Military Aircraft Detection
Military aircraft detection in images and videos using YOLOv8.
Military Aircraft Detection in Images and Videos using YOLOv8
Introduction
In this project, I used a YOLOv8 model to detect and classify military aircraft in images and videos. The goal is to demonstrate the power of Object Detection in the field of Computer Vision, particularly for the recognition of complex and moving objects, especially objects with similar characteristics like military aircraft.
The notebook associated with this project is available at this Kaggle link.
YOLOv8
YOLOv8 is an Object Detection model based on the YOLO (You Only Look Once) neural network. It is the eighth version of this model, which has been improved to be faster and more accurate than its predecessors. Developed by Ultralytics, YOLOv8 offers significant improvements in terms of accuracy and speed compared to its previous versions.
Main Features of YOLOv8:
- Real-time Detection: Capable of processing live videos to detect objects instantly.
- High Accuracy: Uses advanced deep learning techniques to provide precise predictions.
- Efficiency: Designed to be used even on machines with limited resources, such as laptops without a powerful GPU.
Advantages of YOLOv8:
- Speed: Optimized for speed, which is crucial for applications like aerial surveillance.
- Versatility: Can be applied to various types of objects and contexts, including aircraft detection in images and videos.
- Ease of Use: Integrated with popular development tools and well-documented, making it easy to implement.
By using YOLOv8, this project aims to demonstrate how modern computer vision technologies can be effectively applied for detecting specific objects in images and videos, contributing to fields such as security and aerial surveillance.
Dataset
We have a rich dataset containing 14,500 images, each containing one or more aircraft. For each image, an associated CSV file provides detailed annotations of the aircraft present, including the coordinates of their positions (xmin, ymin, xmax, ymax) and their classification.
filename | width | height | class | xmin | ymin | xmax | ymax |
---|---|---|---|---|---|---|---|
000aa01b25574f28b654718db0700f72 | 2048 | 1365 | F35 | 852 | 177 | 1998 | 503 |
000aa01b25574f28b654718db0700f72 | 2048 | 1365 | JAS39 | 169 | 769 | 549 | 893 |
000aa01b25574f28b654718db0700f72 | 2048 | 1365 | JAS39 | 125 | 908 | 440 | 1009 |
000aa01b25574f28b654718db0700f72 | 2048 | 1365 | B52 | 277 | 901 | 1288 | 1177 |
This data provides a solid foundation for training and testing our YOLOv8 model, enabling it to accurately recognize various types of military aircraft in different contexts.

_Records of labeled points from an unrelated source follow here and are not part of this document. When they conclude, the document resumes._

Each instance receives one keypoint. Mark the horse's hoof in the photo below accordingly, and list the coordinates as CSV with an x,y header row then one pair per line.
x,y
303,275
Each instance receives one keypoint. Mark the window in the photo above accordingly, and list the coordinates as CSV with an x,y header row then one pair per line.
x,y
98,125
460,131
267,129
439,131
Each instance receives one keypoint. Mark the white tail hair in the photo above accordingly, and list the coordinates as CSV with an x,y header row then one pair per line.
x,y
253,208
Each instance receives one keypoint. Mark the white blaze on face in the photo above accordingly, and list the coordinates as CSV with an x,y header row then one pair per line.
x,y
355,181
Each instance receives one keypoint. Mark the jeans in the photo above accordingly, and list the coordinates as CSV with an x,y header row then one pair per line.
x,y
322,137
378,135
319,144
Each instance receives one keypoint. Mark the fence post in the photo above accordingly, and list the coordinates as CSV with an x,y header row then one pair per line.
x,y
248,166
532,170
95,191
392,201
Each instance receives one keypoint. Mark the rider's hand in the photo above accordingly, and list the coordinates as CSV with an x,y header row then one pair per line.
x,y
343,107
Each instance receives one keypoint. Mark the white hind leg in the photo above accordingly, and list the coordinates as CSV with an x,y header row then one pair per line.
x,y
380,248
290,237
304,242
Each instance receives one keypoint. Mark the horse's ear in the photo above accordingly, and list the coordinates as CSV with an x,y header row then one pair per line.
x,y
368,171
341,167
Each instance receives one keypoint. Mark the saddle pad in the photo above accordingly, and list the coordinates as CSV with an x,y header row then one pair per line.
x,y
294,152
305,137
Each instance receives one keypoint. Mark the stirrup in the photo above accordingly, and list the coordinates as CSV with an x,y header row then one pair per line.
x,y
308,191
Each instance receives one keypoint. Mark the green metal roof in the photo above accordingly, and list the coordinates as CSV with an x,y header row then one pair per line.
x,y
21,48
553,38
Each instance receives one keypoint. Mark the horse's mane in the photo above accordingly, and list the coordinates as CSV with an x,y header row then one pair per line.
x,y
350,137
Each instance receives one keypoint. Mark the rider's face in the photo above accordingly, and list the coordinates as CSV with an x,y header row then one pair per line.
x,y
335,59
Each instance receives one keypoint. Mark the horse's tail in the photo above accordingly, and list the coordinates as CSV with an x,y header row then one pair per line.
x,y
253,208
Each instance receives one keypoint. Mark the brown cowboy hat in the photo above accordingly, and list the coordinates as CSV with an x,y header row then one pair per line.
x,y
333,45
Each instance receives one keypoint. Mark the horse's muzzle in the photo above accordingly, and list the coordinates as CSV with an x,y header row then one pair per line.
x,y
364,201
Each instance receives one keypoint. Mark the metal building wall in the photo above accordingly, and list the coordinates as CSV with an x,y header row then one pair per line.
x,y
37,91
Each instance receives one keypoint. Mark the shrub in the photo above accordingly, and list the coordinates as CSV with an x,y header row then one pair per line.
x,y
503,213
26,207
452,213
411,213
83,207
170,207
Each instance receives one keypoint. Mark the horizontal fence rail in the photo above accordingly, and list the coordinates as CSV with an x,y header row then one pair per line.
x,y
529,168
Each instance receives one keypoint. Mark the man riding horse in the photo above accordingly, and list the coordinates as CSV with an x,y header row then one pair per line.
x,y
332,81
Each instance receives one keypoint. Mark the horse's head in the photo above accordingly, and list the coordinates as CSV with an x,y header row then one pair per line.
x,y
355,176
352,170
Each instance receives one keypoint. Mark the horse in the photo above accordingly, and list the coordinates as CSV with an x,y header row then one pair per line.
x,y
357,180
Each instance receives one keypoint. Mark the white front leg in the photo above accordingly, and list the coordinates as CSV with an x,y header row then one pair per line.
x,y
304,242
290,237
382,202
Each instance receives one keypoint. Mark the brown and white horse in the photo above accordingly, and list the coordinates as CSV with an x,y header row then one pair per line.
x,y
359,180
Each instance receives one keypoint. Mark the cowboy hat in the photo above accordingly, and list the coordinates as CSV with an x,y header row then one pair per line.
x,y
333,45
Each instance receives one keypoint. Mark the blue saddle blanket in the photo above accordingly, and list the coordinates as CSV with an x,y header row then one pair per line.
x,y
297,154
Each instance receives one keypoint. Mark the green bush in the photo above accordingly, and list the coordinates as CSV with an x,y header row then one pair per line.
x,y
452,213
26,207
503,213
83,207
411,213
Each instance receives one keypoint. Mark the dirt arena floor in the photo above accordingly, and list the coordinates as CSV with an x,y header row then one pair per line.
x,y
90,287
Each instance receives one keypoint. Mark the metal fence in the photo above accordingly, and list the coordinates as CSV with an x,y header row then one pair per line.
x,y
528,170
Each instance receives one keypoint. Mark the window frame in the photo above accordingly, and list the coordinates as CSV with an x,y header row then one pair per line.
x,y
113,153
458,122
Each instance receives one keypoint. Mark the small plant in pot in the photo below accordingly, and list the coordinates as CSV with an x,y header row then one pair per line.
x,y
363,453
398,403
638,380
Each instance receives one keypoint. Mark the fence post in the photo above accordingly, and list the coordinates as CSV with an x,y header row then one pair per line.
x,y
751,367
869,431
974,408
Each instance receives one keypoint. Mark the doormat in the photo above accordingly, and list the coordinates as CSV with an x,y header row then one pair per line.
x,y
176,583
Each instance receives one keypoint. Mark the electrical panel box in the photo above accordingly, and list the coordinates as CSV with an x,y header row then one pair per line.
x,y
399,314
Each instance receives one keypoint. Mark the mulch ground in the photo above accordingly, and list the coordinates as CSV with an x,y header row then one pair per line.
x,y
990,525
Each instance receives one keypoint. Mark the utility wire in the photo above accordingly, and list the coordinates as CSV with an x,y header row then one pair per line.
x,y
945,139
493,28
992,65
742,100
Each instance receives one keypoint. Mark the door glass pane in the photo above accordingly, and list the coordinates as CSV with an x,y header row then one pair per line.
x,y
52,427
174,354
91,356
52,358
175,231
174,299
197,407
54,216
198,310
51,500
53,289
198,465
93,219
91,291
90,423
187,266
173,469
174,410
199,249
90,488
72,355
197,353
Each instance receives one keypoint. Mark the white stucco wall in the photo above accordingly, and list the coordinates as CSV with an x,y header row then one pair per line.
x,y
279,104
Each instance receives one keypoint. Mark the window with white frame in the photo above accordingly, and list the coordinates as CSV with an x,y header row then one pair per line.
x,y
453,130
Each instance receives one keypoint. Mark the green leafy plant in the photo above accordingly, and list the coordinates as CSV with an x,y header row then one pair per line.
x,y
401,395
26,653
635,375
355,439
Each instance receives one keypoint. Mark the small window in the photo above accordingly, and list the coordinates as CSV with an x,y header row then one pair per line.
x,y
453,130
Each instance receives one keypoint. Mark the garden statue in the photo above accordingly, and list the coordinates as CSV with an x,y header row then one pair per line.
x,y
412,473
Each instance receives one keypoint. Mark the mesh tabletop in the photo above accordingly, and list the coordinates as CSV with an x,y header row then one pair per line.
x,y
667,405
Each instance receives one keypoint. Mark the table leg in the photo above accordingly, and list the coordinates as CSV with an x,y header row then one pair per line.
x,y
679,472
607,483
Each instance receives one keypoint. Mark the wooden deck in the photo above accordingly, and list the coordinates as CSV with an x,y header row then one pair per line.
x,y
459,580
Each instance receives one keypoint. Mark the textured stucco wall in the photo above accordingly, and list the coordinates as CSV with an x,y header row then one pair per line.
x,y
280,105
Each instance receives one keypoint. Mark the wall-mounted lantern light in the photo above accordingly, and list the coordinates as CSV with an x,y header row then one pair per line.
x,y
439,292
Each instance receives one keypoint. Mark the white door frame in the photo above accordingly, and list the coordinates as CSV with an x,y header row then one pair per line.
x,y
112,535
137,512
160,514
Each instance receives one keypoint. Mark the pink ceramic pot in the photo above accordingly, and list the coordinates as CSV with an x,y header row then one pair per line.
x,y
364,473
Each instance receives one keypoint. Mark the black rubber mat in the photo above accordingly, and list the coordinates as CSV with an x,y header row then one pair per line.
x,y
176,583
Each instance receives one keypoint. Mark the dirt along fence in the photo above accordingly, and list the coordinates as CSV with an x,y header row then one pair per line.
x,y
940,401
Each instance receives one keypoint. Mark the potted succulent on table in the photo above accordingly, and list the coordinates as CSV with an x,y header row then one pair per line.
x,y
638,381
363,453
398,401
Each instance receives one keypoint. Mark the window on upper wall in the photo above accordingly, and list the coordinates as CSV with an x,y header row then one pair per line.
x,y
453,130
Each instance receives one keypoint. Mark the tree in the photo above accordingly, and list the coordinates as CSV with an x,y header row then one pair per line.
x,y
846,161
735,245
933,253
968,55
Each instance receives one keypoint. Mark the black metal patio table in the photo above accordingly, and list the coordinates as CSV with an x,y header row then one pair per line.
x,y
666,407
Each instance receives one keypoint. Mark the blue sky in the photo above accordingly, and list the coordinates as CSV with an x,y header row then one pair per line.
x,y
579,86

Sample Images from the Dataset
Here are some sample images from the dataset used to train and test the YOLOv8 model, along with their corresponding annotations:
This image shows a C5 Galaxy aircraft, a heavy military transport aircraft used by the US Air Force. Military aircraft can have various shapes and sizes, making their detection and classification challenging for Object Detection models.
This image shows a Mirage 2000 aircraft, a fighter jet designed by the French company Dassault Aviation in the late 1970s. The Mirage 2000 is primarily used by the French Air Force, which received 315 units, while 286 others were exported to eight different countries.
The dataset contains all types of images—some clearer than others, images with one or multiple aircraft, and others with aircraft from different classes. This allows us to test the model’s ability to detect and classify aircraft in varied contexts.
Model Training
To train a YOLOv8 model, it is essential to have a labeled dataset that will serve as the basis for the model’s learning. In this project, we used a dataset containing 14,500 images of military aircraft, each annotated with the coordinates
of the aircraft present and their classification
.
Train Validation Test Split
Before starting the training, we split our dataset into three distinct parts: a training set (70%), a validation set (15%), and a test set (15%). This division allows us to check the model’s performance on unseen data and ensure it generalizes well to images it has not seen before.
graph TD
B1 -->|70%| B[Ensemble d'entraînement]
C1 -->|15%| C[Ensemble de validation]
D1 -->|15%| D[Ensemble de test]
subgraph Dataset
direction LR
B1[████████████████████████████████████████████████████████████████████████████████████████████████████████]
C1[██████████████████]
D1[██████████████████]
end
Training Steps
1. Model Configuration
A YAML configuration file is created to specify:
- The paths to the training, validation, and test sets.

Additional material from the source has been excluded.